Minister for Housing, Women, Youth, Science, and Integration of Salzburg
- Incumbent
- Assumed office 13 June 2018

Deputy Leader of NEOS – The New Austria
- Incumbent
- Assumed office 1 August 2021 Serving with Christoph Wiederkehr
- Preceded by: Nikolaus Scherak Sepp Schellhorn

Spokeswoman of NEOS – The New Austria in Salzburg
- Incumbent
- Assumed office 2 October 2021

Personal details
- Born: Andrea Klambauer 24 February 1977 (age 49) Vienna, Austria
- Party: NEOS – The New Austria

= Andrea Klambauer =

Austrian politician (born 1977)

Andrea Klambauer (/de/; born 24 February 1977) is an Austrian politician of NEOS – The New Austria who has served as minister in the Salzburg state government since 2018. She is also federal deputy leader and state spokeswoman for NEOS.

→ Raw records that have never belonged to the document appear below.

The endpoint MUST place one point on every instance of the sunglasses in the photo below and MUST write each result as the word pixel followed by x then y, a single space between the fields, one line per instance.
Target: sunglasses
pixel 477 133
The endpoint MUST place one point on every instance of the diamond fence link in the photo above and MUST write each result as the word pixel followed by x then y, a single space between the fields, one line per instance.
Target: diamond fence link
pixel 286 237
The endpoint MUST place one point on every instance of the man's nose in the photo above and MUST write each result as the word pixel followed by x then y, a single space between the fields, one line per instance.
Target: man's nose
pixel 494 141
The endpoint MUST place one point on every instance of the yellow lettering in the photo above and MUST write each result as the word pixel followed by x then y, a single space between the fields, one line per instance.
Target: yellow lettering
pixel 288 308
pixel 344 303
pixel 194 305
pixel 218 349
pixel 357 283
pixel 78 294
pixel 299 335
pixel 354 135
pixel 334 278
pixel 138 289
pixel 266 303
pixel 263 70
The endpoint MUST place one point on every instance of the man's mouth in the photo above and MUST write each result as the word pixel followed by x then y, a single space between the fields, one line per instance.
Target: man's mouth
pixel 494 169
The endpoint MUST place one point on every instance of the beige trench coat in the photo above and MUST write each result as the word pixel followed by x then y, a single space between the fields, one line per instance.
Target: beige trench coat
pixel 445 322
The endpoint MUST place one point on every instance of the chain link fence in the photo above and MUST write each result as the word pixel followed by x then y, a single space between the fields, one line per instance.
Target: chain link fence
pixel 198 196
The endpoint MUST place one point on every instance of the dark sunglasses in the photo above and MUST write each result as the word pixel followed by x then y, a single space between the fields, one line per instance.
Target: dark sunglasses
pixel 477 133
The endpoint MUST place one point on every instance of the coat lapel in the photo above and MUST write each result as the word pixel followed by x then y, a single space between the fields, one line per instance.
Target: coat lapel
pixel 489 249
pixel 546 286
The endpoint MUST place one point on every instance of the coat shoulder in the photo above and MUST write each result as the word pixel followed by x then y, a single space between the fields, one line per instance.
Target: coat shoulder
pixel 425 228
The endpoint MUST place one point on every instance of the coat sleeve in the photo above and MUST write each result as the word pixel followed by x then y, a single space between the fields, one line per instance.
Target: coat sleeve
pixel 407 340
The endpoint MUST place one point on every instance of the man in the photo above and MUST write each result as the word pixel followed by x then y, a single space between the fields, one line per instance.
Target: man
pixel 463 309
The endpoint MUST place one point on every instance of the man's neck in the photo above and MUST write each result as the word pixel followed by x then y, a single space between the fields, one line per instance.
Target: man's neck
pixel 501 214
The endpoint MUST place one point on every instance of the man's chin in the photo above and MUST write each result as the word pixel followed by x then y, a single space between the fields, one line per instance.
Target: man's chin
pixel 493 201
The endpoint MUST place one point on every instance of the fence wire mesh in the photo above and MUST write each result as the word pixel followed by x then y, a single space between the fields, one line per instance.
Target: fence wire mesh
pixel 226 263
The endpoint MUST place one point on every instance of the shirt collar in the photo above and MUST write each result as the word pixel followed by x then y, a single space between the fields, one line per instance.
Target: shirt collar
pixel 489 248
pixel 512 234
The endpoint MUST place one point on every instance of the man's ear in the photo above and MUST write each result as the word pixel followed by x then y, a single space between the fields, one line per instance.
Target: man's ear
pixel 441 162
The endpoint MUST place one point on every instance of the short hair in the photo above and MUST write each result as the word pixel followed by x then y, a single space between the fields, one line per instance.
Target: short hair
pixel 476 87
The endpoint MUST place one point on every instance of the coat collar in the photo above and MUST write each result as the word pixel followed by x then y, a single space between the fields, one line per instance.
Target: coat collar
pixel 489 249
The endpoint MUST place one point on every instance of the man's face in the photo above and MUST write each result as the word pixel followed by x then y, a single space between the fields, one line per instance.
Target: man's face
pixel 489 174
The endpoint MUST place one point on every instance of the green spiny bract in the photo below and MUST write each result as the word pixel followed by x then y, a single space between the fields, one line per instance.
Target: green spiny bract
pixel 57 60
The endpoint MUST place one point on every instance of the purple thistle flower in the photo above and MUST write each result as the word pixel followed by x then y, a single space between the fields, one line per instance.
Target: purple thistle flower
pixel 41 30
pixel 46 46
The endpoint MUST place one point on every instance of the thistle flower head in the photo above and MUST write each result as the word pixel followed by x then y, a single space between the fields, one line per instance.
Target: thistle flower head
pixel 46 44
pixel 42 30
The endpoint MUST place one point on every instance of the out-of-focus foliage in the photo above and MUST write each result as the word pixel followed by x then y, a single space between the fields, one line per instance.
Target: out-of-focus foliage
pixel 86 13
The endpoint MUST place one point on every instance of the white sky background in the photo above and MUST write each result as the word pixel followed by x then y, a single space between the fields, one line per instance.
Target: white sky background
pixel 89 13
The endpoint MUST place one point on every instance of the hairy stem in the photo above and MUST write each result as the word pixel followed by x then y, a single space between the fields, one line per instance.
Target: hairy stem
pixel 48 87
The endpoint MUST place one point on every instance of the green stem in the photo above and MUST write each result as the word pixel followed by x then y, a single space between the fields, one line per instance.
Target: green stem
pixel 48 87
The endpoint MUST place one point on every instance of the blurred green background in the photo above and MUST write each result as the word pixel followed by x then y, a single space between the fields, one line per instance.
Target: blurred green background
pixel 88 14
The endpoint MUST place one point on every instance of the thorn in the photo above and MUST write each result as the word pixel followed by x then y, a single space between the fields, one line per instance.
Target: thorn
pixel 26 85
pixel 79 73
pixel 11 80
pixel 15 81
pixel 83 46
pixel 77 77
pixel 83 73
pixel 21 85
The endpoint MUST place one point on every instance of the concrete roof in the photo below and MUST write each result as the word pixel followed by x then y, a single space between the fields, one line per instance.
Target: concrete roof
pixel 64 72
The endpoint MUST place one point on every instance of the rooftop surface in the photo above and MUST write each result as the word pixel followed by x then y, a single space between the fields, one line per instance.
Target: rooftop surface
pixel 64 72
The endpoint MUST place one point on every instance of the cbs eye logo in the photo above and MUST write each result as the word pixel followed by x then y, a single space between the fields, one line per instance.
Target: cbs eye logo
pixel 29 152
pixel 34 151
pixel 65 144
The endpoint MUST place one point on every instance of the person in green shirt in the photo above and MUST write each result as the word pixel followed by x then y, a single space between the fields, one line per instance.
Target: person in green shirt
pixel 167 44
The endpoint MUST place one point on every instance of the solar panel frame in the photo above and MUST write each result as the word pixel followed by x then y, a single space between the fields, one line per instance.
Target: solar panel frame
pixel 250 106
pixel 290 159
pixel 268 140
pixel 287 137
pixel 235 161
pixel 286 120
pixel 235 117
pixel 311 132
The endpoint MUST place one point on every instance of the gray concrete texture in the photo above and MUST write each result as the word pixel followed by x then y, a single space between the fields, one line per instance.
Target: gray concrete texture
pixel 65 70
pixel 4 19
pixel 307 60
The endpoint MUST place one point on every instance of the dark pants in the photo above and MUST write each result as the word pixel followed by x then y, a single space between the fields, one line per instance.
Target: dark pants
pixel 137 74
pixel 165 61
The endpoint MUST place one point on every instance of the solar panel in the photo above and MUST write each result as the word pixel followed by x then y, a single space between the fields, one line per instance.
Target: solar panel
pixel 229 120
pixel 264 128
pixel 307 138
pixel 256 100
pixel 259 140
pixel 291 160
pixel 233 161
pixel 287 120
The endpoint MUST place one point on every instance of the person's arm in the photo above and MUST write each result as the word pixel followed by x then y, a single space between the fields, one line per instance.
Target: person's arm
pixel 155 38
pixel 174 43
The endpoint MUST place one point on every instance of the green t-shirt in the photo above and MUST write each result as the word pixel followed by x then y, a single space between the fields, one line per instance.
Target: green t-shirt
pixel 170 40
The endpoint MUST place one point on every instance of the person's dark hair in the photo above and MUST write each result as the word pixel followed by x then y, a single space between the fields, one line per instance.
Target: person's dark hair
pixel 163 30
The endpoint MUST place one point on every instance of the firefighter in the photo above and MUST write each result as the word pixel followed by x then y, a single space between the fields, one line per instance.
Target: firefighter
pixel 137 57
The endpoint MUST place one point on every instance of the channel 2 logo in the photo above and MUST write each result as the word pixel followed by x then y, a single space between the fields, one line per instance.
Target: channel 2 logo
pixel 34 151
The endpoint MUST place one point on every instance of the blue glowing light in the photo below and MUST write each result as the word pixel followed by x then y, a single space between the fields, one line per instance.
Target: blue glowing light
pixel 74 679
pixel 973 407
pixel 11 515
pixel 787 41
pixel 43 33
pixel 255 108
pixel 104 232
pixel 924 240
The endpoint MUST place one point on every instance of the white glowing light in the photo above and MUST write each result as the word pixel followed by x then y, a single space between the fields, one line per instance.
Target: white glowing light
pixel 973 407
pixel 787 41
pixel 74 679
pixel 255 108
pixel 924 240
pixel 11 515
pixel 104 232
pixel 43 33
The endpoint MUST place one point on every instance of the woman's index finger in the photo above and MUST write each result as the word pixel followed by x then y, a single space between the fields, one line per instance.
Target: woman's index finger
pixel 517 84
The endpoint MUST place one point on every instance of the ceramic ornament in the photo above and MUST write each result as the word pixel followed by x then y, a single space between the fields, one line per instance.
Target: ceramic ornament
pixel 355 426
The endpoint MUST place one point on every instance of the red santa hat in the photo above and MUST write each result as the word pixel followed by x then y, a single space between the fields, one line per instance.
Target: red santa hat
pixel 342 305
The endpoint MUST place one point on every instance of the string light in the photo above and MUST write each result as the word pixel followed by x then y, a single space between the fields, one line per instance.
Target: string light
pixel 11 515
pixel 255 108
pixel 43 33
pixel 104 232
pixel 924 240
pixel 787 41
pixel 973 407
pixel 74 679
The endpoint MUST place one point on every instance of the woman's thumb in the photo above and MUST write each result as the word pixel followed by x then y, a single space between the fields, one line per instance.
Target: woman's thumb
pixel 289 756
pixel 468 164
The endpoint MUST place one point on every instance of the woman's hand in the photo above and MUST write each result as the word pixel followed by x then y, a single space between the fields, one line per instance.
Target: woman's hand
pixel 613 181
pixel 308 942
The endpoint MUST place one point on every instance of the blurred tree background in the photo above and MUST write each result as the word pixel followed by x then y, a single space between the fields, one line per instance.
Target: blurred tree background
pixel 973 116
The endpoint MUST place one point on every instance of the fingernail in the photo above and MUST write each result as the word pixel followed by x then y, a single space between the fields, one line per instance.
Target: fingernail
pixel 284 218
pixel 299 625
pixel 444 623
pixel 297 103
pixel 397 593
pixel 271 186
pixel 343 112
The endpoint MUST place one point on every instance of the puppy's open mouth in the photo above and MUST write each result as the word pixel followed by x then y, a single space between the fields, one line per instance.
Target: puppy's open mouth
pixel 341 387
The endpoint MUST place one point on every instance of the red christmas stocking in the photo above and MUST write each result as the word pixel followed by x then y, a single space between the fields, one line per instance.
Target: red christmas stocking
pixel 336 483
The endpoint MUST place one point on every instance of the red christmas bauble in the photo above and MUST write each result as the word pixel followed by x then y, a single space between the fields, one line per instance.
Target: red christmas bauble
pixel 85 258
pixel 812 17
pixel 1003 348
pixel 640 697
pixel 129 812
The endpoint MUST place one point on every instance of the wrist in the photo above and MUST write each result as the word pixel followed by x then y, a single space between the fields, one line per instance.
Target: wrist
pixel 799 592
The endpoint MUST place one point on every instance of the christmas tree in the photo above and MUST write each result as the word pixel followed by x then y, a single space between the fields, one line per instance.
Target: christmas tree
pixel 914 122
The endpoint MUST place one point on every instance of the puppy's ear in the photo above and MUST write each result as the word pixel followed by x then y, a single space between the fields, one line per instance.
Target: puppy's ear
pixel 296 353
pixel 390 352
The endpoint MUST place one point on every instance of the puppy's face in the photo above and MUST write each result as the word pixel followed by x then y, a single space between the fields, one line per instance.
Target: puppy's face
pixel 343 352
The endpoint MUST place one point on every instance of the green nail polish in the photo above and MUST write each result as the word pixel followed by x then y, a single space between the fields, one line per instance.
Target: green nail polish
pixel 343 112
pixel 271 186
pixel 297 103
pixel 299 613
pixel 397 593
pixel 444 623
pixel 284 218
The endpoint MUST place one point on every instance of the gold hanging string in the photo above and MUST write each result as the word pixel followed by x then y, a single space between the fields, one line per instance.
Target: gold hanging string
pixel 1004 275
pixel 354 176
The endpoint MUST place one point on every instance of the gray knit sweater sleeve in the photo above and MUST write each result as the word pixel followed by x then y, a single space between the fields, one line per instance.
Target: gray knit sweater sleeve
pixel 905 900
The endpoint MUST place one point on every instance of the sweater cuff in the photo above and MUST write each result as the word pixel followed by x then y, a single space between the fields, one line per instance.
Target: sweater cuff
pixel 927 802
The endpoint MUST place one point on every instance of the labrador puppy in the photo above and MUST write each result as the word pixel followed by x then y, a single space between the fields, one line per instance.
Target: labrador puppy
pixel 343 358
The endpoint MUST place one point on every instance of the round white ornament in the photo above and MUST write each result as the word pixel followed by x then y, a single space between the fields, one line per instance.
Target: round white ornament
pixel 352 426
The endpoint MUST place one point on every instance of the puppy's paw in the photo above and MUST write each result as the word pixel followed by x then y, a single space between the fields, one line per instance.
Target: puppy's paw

==Early life and education==
Andrea Klambauer attended the Wirtschaftskundliches Realgymnasium in Floridsdorf in Vienna, where she graduated in 1995. She then completed a course in business consultancy professions at the University of Applied Sciences Wiener Neustadt, which she completed in 2000 with a Magister degree.

Since 1998 she has worked in various companies in human resources, for example at Billa Dienstleistungs GmbH as an assistant to the corporate personnel developer, from 2000 at Hewitt Associates as a human resources (HR) consultant and from 2004 to 2006 for Siemens in Beijing as HR manager. After parental leave and moving to Bad Hofgastein, she worked at Salzburger Aluminum AG in personnel and organizational development from 2007 to 2011, and from 2011 to June 2018 she was HR manager at Eurofunk Kappacher GmbH in St Johann im Pongau.

==Political career==
Klambauer became regional coordinator for NEOS – The New Austria in St Johann im Pongau in August 2016. She became a member of the state board in June 2017.

In the 2018 Salzburg state election, she was in second place on the NEOS list, behind Sepp Schellhorn, and was elected to the Landtag. In the subsequent government formation, NEOS agreed to join a coalition government with the ÖVP and The Greens. On 13 June, Klambauer was appointed as Minister for Housing, Childcare, Families, Science, Adult Education, Women, Equal Opportunity, Generations, and Integration, becoming NEOS's first government minister.

After the 2019 federal election, Beate Meinl-Reisinger appointed Klambauer to her team for exploratory talks for the formation of a federal government. In June 2021, she was elected as federal deputy leader of NEOS alongside Christoph Wiederkehr. After Sepp Schellhorn's resignation as NEOS spokesman in Salzburg in July, Klambauer became interim leader. She was confirmed as full-time leader in October.